The “FUD” around a possible $2 billion withdrawal is therefore based on a partially truncated context. Especially since Binance made $3.6 billion in withdrawals last week, apparently without any particular problem.

Binance’s auditing firm ceases services, CryptoQuant comes to the rescue

But the controversy flared up again over the weekend, as news broke that Mazars, the company that audits Binance, had removed the company’s page from its website… And stopped providing services to crypto companies. A point considered worrying by the community, which shows the difficulty for crypto companies to show their credentials. At least, that’s what Changpeng Zhao said – wrongly or not – when he explained that large auditing firms are not suitable for crypto companies.

In the meantime, analysis firm CryptoQuant came along, and claimed that Binance’s reserves were compliant, managed in the usual way, and out of line with FTX’s. It also stressed that the platform was not overexposed to its own token, unlike FTX: its reserves in BNB correspond to about 10% of total reserves.
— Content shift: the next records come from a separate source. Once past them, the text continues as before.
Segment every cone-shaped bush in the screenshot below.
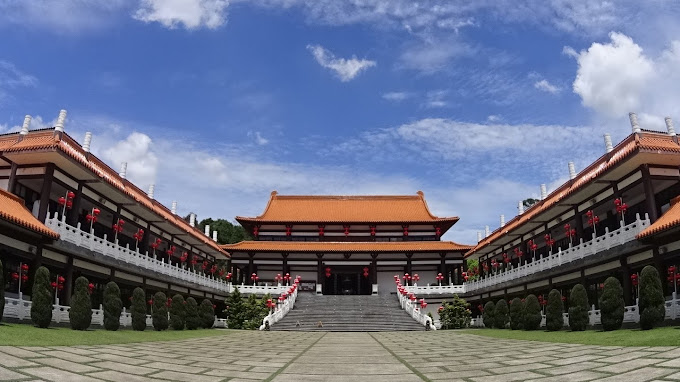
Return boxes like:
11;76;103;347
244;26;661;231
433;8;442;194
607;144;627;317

So what can we learn from all this? There are certainly some points of concern to watch out for, but they do not necessarily mean that Binance is in danger. These include the somewhat evasive answers from Binance, the unexpected departure of Mazars, and the fact that the company does not yet have a full audit.

On the other hand, it should be pointed out that Binance’s addresses have been available for consultation for several weeks now, and seemed to correspond to the company’s statements from the outset. A point that was also made by CryptoQuant, which highlighted Binance’s apparent health. The efforts of the largest exchange platform to show a clean bill of health are also evident, and the establishment of several reserves supports this.

We will leave it to everyone to draw conclusions, and we will remind you that periods of strong emotions are not necessarily those that allow us to have the clearest vision of an entity. The use of “cold” portfolios also makes it possible to limit the risks: a fact to be kept in mind in these times of uncertainty.